Каждая минута была дорога. Схватив шапку и одежду, я стремглав выскочил из сарая, дотом через картофельное поле на железную дорогу, оттуда через проволочную изгородь и в лес. Еловые ветки больно били меня в лицо, шишки вертелись под ногами; спотыкался о камни; знал, что по дороге роняю кровяные капли. Сердце стучало неимоверно, в ушах шумело. Стремясь убежать как можно дальше, я напряг все силы. Вперед, вперед — туда, где заходит солнце!.. Вперед, несмотря ни на какие преграды! Поскорей и понадежнее укрыться!
А ведь без всякой одежды легко бежать…
Утомившись от бега, я растянулся на земле у первой попавшейся на пути лужи. Освежил тело. Напился, всасывая воду жадными глотками. Потом присел на камень и, успокоившись, стал одеваться. Тут я обнаружил, что потерял жилет: видимо, уронил, когда бежал. Одевшись, пошел спокойным шагом все в том же направлении.
Придерживаясь зари заходящего солнца, я шел на северо-запад. Погони не слышно было. Наконец я устал до-нельзя. Шаг стал неуверенным. Темнело. Птицы умолкли. Наступила ночь. Была полнейшая тишина. Я присел на кочку.
Я был обессилен, но старался не засыпать. Приметив направление, куда намеревался держать путь, я лег на обросший мхом бугорок. Нанесенные старшим констэблем кресты продолжали еще жечь спину. Мучил голод. Раны болели. Мне очень хотелось спать. Чрезмерную слабость я объяснил себе потерей крови.
В ту ночь я много думал.
Между вершинами деревьев виднелся клочок звездного неба.

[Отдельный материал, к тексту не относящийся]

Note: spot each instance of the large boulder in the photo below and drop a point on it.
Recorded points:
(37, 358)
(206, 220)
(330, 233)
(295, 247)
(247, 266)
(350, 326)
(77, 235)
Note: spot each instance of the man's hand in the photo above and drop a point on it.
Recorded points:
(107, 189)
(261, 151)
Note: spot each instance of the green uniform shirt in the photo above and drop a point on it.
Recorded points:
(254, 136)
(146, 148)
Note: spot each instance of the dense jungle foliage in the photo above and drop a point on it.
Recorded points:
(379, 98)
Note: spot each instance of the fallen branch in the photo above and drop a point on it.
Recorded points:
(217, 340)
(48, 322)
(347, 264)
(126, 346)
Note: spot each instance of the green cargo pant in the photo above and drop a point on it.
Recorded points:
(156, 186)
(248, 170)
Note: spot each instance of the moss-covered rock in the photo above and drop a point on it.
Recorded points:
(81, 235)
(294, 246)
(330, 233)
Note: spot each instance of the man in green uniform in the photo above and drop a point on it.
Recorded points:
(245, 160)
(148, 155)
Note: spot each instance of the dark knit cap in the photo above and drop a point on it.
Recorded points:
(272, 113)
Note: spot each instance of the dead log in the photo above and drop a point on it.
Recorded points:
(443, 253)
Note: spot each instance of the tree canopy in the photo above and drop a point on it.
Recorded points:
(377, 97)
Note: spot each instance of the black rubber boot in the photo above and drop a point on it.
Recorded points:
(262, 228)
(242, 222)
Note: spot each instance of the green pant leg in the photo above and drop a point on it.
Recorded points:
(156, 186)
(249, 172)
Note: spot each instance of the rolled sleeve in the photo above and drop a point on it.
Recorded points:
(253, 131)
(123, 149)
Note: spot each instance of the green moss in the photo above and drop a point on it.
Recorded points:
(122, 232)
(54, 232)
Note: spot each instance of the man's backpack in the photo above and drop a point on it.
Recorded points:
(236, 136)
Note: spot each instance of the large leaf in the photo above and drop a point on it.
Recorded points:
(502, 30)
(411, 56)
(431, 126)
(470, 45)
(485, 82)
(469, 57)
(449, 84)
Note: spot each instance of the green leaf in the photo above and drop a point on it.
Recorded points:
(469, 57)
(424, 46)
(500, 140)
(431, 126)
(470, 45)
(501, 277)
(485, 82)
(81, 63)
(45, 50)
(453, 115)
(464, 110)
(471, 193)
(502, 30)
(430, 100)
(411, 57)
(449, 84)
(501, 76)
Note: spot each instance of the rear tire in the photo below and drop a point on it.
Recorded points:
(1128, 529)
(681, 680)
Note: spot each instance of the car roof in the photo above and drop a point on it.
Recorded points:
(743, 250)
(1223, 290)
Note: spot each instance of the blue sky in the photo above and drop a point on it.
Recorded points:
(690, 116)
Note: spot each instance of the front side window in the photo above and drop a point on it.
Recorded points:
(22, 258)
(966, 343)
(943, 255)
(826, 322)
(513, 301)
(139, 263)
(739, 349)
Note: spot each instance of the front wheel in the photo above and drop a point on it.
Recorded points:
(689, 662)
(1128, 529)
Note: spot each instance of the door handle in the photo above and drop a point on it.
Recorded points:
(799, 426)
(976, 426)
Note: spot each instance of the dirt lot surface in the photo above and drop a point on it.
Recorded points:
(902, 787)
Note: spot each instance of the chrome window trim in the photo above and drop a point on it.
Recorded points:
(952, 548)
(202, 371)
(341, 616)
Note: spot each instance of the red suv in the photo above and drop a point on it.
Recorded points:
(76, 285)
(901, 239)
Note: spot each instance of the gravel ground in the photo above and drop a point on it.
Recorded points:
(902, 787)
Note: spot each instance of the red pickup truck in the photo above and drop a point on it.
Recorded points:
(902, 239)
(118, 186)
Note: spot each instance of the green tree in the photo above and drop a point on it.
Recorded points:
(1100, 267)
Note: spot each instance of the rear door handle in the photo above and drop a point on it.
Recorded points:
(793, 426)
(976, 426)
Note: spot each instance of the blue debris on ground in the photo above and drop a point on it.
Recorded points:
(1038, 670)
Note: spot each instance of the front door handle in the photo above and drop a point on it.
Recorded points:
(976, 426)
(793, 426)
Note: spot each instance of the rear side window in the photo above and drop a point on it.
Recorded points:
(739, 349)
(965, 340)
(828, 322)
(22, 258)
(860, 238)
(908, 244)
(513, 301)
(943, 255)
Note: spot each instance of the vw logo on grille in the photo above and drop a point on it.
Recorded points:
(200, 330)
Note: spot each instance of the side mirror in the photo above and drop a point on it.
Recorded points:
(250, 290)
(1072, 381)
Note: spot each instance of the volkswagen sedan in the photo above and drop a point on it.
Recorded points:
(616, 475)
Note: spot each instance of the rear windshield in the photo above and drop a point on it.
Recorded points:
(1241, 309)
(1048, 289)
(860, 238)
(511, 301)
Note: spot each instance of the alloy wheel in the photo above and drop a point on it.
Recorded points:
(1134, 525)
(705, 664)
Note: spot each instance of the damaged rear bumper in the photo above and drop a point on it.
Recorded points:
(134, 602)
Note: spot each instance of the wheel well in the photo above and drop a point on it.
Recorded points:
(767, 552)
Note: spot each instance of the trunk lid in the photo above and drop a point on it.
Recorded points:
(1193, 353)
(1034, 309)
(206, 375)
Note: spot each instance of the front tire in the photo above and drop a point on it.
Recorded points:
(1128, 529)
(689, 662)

Мне припомнилась война, которую мы вели в этих лесах — чуть севернее — лишь несколько месяцев тому назад. В моих ушах, как наяву, раздавалась артиллерийская стрельба, и в мыслях я отчетливо видел наш жужжащий самолет, который прибыл из Тавастгуса для бомбардировки неприятеля… В то же время мы лежим в глубоком снегу и стреляем из винтовок в лахтарей, которые в белых халатах двигаются на нас. Ясно вижу своих товарищей, которые, укрываясь за грудами снега, беспрестанно заряжают ружья, стреляют и опять заряжают. Иногда слышатся радостные восклицания: «Ага, вот и перестали двигаться… вон те, что за бугорком… сыты стали, ребята. Думали прорваться, но не пришлось, — мы не отступим».
То были прекрасные дни!
Вспоминались летние бои, когда фронт уже был прорван и борьба перекинулась из лесов в села и города. Ясно вспоминались немцы, которые, ничего не объявляя, предательски ударили в спину; делали они это отчасти по приглашению лахтарей, отчасти из своих империалистических интересов. Они разгромили наш фронт, и благодаря их активной помощи наш классовый враг мог праздновать свою победу. Благодаря им страдал и я и все мои братья по классу, борьба за свободу которых могла теперь кое-кому из малодушных казаться иллюзией огонька, теряющегося в горах, болотах и оврагах, освящаемых сытыми попами как наши будущие кладбища. Недаром восторжествовавшая тирания называла немцев «освободителями», недаром справлялись банкеты в честь этих зеленых шинелей и объявили сбор медных котлов для нужд германского милитаризма… Немцы стали новым кумиром обнаглевшей буржуазии.
Вспомнилось в ту ночь и про мать… Она, вероятно, надеялась, что я скоро вернусь домой. Я ясно представлял ее ужас, когда она узнает, в чем меня обвиняют, и ее радость, когда узнает, что я сбежал.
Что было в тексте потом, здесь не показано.